The arrival of the SSRIs (selective serotonin reuptake inhibitors), such as Prozac, in the early 1990s was greeted by the medical profession as the final solution to depression. Here was a class of drugs that appeared to lift depression without all the unwelcome side-effects of the older generation of antidepressant drugs, the tricyclics.
However, as the Prozac generation has now discovered, the best-selling happy pill offers its own array of adverse effects on virtually every system of the body. Some 10 per cent of patients experience the very symptoms they are taking the drug to treat – insomnia, anxiety and even the potential for suicide – and up to three-fourths of users experience sexual dysfunction when taking SSRIs (J Psychol, 1995; 56: 3).
The new Prozac
In the attempt to keep one step ahead of the game, several drug companies launched new products such as mirtazapine (Remeron), an antidepressant that works on the serotonin levels in the brain that appear to govern mood, but not as an SSRI. Rather, this drug is termed a ‘noradrenergic and selective serotonergic antidepressant (NaSSA).
Doctors believe a deficiency of two chemicals in the brain – norepinephrine (noradrenaline) and serotonin – is responsible for depression. Mirtazapine is believed to work by increasing the release of both these chemicals from nerve cells in the brain.

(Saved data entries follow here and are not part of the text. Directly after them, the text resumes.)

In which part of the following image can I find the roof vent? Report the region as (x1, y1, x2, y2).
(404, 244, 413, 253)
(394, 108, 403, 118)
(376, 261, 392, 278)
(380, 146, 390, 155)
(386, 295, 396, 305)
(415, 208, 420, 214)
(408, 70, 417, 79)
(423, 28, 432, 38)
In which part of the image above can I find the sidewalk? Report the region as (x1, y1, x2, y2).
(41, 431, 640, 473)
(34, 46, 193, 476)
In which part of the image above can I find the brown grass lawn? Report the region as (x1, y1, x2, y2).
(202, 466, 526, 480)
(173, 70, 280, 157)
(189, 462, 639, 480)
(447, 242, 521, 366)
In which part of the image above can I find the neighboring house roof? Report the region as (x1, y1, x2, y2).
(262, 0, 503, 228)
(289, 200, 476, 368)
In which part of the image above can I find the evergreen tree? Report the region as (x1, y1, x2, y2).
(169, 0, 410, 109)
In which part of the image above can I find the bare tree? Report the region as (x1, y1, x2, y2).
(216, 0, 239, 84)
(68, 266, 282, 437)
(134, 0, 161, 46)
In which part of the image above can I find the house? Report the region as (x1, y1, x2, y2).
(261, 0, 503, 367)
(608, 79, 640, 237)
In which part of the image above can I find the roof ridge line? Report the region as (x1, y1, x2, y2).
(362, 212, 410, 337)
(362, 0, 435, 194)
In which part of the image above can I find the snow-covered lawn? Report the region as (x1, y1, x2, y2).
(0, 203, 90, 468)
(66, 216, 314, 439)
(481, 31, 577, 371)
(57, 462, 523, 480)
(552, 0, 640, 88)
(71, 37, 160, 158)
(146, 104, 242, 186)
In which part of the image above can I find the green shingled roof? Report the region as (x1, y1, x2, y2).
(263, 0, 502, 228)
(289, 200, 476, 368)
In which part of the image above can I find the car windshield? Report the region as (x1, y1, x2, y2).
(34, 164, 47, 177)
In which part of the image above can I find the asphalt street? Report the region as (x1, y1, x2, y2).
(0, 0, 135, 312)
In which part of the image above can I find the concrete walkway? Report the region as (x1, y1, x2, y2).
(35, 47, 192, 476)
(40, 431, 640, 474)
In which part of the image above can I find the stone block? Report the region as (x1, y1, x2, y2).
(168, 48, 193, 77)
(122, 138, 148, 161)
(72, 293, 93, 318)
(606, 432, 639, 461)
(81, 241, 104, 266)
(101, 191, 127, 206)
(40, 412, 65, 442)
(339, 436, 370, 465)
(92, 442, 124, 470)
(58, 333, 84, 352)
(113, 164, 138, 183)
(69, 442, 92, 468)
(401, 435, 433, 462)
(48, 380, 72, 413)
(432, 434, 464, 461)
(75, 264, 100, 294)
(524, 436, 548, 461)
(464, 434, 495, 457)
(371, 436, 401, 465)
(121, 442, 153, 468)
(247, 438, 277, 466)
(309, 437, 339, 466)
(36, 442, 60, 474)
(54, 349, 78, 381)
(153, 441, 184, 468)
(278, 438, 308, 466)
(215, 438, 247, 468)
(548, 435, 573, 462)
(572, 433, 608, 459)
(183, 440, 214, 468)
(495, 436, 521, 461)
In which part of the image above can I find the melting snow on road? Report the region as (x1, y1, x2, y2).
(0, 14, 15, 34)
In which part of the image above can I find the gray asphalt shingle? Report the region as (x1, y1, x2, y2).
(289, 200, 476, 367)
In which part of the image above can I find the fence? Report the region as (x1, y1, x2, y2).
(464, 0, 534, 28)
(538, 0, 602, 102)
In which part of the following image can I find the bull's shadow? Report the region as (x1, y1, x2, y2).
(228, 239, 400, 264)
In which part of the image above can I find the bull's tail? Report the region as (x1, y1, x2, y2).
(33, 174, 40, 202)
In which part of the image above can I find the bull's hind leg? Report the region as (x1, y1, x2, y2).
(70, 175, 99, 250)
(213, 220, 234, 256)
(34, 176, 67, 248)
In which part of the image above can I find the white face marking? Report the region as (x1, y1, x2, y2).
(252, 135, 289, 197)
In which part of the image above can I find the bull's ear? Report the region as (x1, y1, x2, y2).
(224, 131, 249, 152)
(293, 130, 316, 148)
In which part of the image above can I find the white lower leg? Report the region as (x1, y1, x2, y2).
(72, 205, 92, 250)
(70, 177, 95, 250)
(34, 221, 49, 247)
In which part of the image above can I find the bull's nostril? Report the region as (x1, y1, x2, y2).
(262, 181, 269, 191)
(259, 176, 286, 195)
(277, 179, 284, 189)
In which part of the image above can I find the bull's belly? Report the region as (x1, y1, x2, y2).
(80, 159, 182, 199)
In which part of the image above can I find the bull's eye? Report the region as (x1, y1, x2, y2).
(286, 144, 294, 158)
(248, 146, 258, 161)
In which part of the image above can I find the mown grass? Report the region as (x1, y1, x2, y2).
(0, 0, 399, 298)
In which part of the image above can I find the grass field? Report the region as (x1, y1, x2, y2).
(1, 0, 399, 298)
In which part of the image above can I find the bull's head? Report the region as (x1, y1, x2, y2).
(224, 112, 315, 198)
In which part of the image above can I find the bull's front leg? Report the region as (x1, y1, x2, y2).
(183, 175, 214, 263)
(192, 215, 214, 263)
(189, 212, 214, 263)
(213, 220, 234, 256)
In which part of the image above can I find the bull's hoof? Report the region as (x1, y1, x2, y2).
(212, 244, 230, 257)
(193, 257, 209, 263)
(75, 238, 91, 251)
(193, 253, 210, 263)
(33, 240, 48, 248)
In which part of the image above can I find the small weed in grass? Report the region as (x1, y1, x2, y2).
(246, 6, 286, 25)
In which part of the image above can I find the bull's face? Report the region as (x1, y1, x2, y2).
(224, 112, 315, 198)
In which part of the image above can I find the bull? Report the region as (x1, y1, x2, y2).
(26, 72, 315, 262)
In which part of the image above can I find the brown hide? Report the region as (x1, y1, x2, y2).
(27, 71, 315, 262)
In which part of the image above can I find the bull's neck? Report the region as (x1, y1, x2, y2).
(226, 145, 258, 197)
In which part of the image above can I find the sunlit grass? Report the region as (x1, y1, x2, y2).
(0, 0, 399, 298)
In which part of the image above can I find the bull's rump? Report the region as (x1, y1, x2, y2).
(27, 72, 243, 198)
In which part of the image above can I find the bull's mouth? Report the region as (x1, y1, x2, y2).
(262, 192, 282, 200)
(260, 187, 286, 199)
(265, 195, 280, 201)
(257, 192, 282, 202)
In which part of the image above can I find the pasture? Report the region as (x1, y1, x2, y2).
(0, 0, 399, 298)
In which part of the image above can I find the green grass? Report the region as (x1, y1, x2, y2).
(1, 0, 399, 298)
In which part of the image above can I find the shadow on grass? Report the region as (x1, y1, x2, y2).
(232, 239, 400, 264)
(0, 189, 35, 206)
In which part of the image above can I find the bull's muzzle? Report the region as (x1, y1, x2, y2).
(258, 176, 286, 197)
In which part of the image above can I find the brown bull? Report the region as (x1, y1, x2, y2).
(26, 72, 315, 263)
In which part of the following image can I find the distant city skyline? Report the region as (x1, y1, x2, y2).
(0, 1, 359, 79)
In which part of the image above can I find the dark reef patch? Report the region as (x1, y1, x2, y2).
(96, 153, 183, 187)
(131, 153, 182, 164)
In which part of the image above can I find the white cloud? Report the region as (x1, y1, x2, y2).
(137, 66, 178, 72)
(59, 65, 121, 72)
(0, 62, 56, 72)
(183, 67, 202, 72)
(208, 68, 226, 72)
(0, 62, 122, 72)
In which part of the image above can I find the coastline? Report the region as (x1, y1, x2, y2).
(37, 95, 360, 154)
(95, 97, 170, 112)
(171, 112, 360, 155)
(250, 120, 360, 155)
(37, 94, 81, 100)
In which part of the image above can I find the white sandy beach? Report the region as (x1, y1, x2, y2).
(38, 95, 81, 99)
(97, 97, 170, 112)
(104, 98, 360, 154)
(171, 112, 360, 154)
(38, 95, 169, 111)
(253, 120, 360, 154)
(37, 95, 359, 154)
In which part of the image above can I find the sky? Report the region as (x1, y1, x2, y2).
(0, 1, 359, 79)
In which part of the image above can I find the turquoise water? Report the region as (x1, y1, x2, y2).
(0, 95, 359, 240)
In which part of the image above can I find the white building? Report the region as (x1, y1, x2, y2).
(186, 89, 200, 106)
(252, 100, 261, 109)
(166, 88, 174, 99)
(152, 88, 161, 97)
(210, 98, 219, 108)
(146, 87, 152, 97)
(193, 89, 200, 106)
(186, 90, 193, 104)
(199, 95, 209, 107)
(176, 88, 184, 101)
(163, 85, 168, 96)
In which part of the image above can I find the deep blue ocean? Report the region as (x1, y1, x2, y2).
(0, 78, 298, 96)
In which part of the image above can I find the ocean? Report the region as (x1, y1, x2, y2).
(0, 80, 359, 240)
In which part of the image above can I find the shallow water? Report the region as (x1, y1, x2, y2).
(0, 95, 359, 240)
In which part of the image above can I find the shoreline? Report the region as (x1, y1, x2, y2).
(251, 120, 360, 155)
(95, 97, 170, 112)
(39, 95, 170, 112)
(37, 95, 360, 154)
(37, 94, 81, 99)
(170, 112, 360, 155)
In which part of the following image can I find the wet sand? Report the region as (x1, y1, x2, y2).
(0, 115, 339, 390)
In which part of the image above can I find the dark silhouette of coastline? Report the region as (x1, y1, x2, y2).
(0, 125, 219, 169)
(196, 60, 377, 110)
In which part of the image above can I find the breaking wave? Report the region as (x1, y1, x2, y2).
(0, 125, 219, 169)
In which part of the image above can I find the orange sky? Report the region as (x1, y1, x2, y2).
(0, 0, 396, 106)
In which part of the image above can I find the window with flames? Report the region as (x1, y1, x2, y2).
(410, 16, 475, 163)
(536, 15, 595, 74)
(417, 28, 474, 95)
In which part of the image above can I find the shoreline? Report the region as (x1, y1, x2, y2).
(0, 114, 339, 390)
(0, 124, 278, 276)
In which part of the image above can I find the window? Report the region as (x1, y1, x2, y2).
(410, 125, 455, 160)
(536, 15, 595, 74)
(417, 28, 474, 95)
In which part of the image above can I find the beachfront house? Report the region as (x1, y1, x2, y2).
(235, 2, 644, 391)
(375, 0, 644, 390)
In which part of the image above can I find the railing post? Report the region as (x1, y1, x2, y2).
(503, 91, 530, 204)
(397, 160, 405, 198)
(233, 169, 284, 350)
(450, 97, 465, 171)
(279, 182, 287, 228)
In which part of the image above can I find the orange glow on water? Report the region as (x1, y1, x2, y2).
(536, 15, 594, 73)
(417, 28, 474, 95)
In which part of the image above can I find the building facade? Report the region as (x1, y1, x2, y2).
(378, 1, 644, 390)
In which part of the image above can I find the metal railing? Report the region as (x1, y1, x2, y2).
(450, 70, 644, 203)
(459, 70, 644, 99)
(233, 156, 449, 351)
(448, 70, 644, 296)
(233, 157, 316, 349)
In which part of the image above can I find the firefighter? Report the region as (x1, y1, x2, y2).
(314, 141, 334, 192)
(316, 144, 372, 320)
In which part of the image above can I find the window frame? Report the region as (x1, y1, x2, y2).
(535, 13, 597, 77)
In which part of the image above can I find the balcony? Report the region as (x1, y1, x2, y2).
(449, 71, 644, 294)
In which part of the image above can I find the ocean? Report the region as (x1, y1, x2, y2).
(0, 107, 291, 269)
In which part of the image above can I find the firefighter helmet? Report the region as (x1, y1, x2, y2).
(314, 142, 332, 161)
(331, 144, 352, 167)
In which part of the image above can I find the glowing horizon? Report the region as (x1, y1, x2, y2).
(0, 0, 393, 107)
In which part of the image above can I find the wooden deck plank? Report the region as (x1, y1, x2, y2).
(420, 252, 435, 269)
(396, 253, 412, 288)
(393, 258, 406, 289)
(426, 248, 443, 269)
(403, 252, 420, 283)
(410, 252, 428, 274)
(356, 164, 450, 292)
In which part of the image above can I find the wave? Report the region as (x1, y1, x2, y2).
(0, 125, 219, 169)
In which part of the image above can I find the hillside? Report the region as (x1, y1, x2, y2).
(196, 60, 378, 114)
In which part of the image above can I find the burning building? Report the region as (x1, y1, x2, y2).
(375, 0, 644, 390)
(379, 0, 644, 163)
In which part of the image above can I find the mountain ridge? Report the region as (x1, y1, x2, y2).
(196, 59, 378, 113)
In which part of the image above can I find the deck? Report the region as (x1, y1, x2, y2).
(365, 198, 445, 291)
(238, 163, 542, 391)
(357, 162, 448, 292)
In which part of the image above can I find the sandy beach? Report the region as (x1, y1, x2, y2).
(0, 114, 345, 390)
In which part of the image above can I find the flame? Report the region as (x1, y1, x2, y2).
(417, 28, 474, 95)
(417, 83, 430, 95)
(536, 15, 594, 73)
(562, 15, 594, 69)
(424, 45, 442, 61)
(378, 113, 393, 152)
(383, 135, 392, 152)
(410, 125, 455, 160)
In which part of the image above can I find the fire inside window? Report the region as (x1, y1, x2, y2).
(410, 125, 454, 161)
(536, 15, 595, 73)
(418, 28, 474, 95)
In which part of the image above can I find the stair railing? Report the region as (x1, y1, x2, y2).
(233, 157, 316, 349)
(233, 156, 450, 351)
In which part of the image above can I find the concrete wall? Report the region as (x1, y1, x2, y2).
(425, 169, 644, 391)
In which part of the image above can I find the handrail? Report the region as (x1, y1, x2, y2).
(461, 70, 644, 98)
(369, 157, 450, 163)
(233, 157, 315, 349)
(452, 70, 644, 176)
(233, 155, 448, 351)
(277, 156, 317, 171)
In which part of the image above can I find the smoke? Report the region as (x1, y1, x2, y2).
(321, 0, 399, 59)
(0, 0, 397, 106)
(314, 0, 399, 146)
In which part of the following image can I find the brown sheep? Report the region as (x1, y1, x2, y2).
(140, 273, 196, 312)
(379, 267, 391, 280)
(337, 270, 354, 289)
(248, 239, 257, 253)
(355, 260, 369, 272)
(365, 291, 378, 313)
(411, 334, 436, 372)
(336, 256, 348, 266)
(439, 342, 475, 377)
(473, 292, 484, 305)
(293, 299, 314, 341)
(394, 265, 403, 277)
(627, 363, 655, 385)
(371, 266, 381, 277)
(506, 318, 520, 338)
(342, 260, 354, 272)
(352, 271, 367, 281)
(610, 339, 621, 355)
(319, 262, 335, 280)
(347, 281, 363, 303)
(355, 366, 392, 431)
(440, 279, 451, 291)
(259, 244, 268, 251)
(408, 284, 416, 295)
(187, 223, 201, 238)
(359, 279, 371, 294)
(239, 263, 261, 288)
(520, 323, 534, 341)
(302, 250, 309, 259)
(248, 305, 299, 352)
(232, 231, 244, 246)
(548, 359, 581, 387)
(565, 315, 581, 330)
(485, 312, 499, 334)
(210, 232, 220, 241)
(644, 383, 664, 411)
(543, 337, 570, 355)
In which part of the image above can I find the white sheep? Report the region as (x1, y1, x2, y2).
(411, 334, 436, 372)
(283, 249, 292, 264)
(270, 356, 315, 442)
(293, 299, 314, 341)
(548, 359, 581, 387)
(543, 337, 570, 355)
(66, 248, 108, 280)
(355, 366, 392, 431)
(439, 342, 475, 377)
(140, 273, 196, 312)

There are two alpha-2 ‘serotonergic’ receptor sites on brain nerve cells, and norepinephrine and serotonin ordinarily bind to these receptors, a process not affected by SSRIs. This leads to many of the usual SSRI side-effects, such as insomnia and anxiety. NaSSAs, on the other hand, seem to selectively block the sites, thereby preventing the two chemicals from binding to the nerve cells. The effect of this is supposedly to enhance the mood-elevating effects of the two chemicals as they are released from the nerve cells.
With the unique action of the NaSSAs, drug companies thought they had finally cracked the problem of how to release serotonin without causing all of the serotonin-related rebound problems.
The initial findings were impressive. The drug appeared to work as well as the older drugs, with minimal side-effects: sleepiness, a tendency to overeat and, thus, weight gain (J Affect Disord, 1998; 51: 267-85). On this basis, the US Food and Drug Administration, the UK Committee on Safety of Medicines and the drugs regulating bodies of many other countries approved the use of mirtazapine.
The ink was barely dry on these approvals when serious side-effects began to be reported. The Australian federal government’s Adverse Drug Reactions Advisory Committee announced that it had received 253 reports of adverse reactions to mirtazapine, after half a million prescriptions had been filled. These included 16 reports of convulsions, and 15 cases of potentially serious blood and bone-marrow abnormalities (Australian Adverse Drug Reactions Bulletin, volume 22, number 5, October 2003).
The blood disorders included neutropenia [reduced numbers of neutrophilic blood leucocytes, phagocytic (cell-ingesting) cells involved in the response to inflammation], thrombocytopenia (reduced blood platelets), lymphopenia (reduced lymphocytes) and pancytopenia (a reduction in all of the blood’s cell components). Most patients developed blood symptoms less than two months after starting treatment.
Other adverse reactions included nightmares, hallucinations, anxiety and agitation, vomiting, myalgia/arthralgia (muscle/joint pain), skin reactions, twitching, increased weight and even liver disorders.
Indeed, the drug is now on a shortlist of drugs which the Committee deems are drugs of ‘current interest’ – in other words, those it has its eye on for adverse effects.
In England, a prescription-drug event-monitoring study, involving more than 13,000 patients taking mirtazapine, found that nearly 6 per cent of patients reported drowsiness or sedation with the drug, and nearly 3 per cent suffered from lassitude and malaise during the first month of treatment. Two patients presented with blood disorders: neutropenia and agranulocytosis (a sudden severe deficiency in the number of white blood cells in the blood) (J Psychopharmacol, 2003; 17: 121-6).